En estos momentos esta mujer está seriamente preocupada porque no sabe cómo
actuar. Reconoce y asume su responsabilidad como madre en la solución de
esta situación, pero tiene mucho temor de que exista una manipulación por
parte de la maestra en contra de ella que no le posibilite un reencuentro
con su hijo.
Que pienso sobre este caso:
Ante todo no se puede perder de vista dos elementos trascendentales:
La edad del hijo, que lo ubica en la etapa de adolescencia, donde comenzaron
los principales enfrentamientos, que de por sí se caracteriza por la
rebeldía, la tendencia a la imposición de sus criterios, el deseo de
independencia y los conflictos intergeneracionales.
El otro elemento es la importante presencia de conductas violentas e
impulsivas en este hogar que han ido creando un estereotipo de respuesta y
una comunicación donde predomina la agresividad.
Estos dos elementos combinados han sido causa de una situación donde el
manejo del adolescente se hace muy difícil pues se le han dado ejemplos de
agresión, se le ha agredido incluso físicamente, pero se le censura y
cuestiona la utilización de los mismos patrones hacia los padres. Ejemplo
claro de inconsistencia que los desmoraliza.

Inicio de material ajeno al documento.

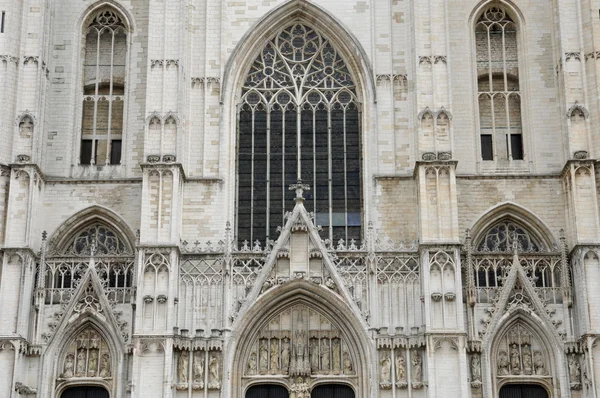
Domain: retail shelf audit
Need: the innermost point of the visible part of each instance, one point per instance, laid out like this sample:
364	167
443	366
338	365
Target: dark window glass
487	151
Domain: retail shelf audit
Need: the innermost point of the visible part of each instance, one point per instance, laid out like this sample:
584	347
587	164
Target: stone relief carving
87	356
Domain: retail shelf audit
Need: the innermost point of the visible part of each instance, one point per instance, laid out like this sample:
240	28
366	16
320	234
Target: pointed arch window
299	119
498	88
104	76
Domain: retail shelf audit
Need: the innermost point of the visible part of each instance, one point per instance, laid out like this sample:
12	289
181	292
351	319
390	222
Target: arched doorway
267	391
523	391
85	392
332	391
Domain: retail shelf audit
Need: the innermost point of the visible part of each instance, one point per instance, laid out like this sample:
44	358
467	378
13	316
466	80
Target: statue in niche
198	369
400	368
515	360
417	370
263	357
475	368
213	368
93	363
81	363
325	355
182	367
574	370
299	389
285	355
314	356
337	366
252	364
538	363
69	366
386	372
347	363
527	365
105	366
274	356
502	363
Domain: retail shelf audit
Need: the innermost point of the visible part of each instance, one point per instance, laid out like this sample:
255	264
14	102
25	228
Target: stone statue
81	363
574	370
386	369
314	356
213	368
105	366
527	365
347	363
252	364
502	363
417	369
538	363
263	357
274	356
475	368
400	368
325	355
198	368
337	365
515	360
93	363
182	367
285	355
68	368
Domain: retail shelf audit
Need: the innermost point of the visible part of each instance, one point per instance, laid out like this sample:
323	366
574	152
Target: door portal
332	391
267	391
85	392
523	391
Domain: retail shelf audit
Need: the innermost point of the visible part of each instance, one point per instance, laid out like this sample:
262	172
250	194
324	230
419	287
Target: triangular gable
299	221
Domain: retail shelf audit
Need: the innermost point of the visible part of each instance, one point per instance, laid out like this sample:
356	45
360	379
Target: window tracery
103	89
498	86
299	119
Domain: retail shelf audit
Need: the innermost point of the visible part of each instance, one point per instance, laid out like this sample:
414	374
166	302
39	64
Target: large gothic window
498	86
103	89
299	119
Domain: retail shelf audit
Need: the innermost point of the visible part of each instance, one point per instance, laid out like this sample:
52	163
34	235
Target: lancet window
299	119
104	73
96	246
499	93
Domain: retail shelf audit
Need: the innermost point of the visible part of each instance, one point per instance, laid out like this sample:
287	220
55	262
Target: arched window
103	89
498	86
299	119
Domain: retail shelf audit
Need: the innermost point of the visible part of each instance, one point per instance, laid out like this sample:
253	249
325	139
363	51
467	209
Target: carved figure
252	364
347	363
400	368
515	360
81	363
527	365
68	368
475	368
105	366
93	363
325	355
502	363
417	370
274	356
213	368
182	367
538	363
285	355
264	357
198	368
337	365
386	368
574	370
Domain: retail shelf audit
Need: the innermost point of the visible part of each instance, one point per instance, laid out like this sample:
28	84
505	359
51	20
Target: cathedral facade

Hay que tener en cuenta que la agresividad es una conducta refleja, en la
misma medida que se recibe se tiende a dar, independientemente de que como
seres sociales podamos tener un mayor control sobre la misma. Control que a
un adolescente se le dificulta más que a un adulto.

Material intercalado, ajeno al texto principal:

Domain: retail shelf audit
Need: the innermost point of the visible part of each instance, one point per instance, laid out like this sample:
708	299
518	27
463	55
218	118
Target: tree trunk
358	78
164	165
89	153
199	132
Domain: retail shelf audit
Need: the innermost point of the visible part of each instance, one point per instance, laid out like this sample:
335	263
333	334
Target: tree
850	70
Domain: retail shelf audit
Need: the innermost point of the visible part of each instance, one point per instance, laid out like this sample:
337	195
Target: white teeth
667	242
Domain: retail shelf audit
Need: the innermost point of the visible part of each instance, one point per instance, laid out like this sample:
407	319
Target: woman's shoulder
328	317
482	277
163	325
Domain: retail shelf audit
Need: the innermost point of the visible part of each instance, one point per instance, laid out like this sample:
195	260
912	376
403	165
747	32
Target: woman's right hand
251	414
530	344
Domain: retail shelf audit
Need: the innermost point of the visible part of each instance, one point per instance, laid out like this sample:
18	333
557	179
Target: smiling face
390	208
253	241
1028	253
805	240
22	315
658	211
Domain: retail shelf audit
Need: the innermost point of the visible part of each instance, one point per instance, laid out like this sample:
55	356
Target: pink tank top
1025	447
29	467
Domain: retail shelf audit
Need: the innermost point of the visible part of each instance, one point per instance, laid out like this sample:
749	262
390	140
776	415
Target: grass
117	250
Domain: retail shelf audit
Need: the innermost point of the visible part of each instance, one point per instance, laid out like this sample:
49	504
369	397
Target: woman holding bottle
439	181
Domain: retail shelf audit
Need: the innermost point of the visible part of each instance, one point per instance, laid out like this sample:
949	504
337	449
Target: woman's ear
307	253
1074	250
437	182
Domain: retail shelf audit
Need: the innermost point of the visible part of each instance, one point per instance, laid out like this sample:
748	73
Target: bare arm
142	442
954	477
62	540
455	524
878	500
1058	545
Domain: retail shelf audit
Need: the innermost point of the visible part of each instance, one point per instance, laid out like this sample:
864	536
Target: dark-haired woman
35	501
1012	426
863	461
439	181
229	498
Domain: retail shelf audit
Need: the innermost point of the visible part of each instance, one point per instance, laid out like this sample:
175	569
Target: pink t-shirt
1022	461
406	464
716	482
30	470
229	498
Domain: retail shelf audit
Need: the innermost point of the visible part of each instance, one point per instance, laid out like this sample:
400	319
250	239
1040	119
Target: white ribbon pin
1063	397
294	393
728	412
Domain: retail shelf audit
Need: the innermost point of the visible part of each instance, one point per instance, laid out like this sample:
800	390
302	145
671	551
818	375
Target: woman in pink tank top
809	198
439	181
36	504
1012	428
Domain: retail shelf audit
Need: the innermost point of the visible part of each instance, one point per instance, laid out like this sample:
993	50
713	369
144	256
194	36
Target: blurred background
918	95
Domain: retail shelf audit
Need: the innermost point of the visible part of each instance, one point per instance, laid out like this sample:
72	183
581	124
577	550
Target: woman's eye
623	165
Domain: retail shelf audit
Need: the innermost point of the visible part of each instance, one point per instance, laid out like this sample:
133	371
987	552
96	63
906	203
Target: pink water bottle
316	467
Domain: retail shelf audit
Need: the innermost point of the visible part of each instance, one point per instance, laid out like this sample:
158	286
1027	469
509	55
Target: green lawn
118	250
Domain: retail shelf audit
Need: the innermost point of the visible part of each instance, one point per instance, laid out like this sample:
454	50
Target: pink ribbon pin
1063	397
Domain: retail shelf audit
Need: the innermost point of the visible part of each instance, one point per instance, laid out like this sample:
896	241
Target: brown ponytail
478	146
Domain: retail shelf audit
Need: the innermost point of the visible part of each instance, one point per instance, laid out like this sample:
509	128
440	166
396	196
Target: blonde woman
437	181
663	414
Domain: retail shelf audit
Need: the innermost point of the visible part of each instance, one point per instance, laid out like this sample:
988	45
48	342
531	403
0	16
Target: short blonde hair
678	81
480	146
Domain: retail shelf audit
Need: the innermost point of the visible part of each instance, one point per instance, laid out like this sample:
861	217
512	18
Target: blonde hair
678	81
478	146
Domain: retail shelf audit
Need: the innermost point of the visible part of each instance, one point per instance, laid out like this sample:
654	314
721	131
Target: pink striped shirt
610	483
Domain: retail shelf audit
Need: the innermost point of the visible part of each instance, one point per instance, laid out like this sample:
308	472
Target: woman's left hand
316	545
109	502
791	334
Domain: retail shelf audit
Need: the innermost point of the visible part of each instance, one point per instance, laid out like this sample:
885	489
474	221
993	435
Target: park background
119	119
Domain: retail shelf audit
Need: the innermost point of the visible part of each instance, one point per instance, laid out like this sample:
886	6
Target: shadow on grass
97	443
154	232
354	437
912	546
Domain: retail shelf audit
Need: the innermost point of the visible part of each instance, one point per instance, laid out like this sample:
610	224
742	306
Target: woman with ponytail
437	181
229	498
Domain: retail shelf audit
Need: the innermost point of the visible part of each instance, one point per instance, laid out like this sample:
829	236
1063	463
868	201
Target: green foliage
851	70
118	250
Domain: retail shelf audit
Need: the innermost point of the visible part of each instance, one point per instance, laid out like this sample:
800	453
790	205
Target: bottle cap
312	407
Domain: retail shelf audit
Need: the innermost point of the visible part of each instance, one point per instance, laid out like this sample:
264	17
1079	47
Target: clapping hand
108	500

En estos momentos el adolescente ha perdido la confianza y la comunicación
con la madre y le será muy difícil recuperarla si esta no establece una
estrategia de acercamiento gradual. Lo que no quiere decir que le permita
violar su autoridad. Pero tampoco que se lo imponga. La confianza es algo
que tarda mucho en conquistarse y un segundo en perderse.
Que le oriento a esta mamá:
La madre tiene que ir a conversar con su hijo y la maestra, convencerlo,
persuadirlo de regresar a la casa, no creo adecuada la idea de que esta lo
expulse , pues eso no garantizaría que él regresara a su casa y puede
quedarse sin un lugar donde sentirse seguro y protegido, empeorando con esto
la situación. Tampoco debe imponerse el regreso por la fuerza, aunque si
fuera necesario, hacerlo en última instancia dado que es un menor de edad y
debe acatar las decisiones de los mayores, más cuando su madre es su único
tutor.
Esta mamá debe cambiar su visión del hijo viéndolo más positivamente, no
culpabilizándolo de ser el responsable de las situaciones, no considerándolo
como un caso perdido. Ambos son responsables de lo que sucede, no solo él
hiere y agrede, no solo él tiene que recapacitar sobre cuánto es afectado el
otro en cada discusión.
La madre debe tener mucho control sobre sus impulsos, dar más confianza al
hijo, darle garantías de que la comunicación es posible mostrando afecto y
comprensión. No temer que su hijo pueda imponerse; si la jerarquía queda
clara el aceptará que ella es quien dirige la familia, solo que esto se debe
ser real, la madre estar segura de su rol y no ponerlo en duda en ningún
momento, siempre respetando los espacios del hijo y buscando más la
negociación y el dialogo que la imposición.
Con relación a la maestra en lugar de verla como enemiga, debería
convertirla en aliada, trabajar juntas en la educación de este adolescente
a quien evidentemente le faltan sistemas de apoyo y personas de confianza
que le brinden afecto, dado el abandono por parte del padre, la mala
relación con el padrastro y la incomunicación actual con la madre.
La adolescencia es muchas veces difícil de manejar, todos los que han
pasado por este momento en la vida de sus hijos han tenido que improvisar y
buscar recursos insospechados para afrontarla, unas veces con más éxitos que
otra, pero siempre a la larga se saca una gran experiencia de vida. 

Entonces los que han pasado por esto, ¿Qué le aconsejarían a esta madre? ¿Cómo
actuarían desde sus experiencias de vida?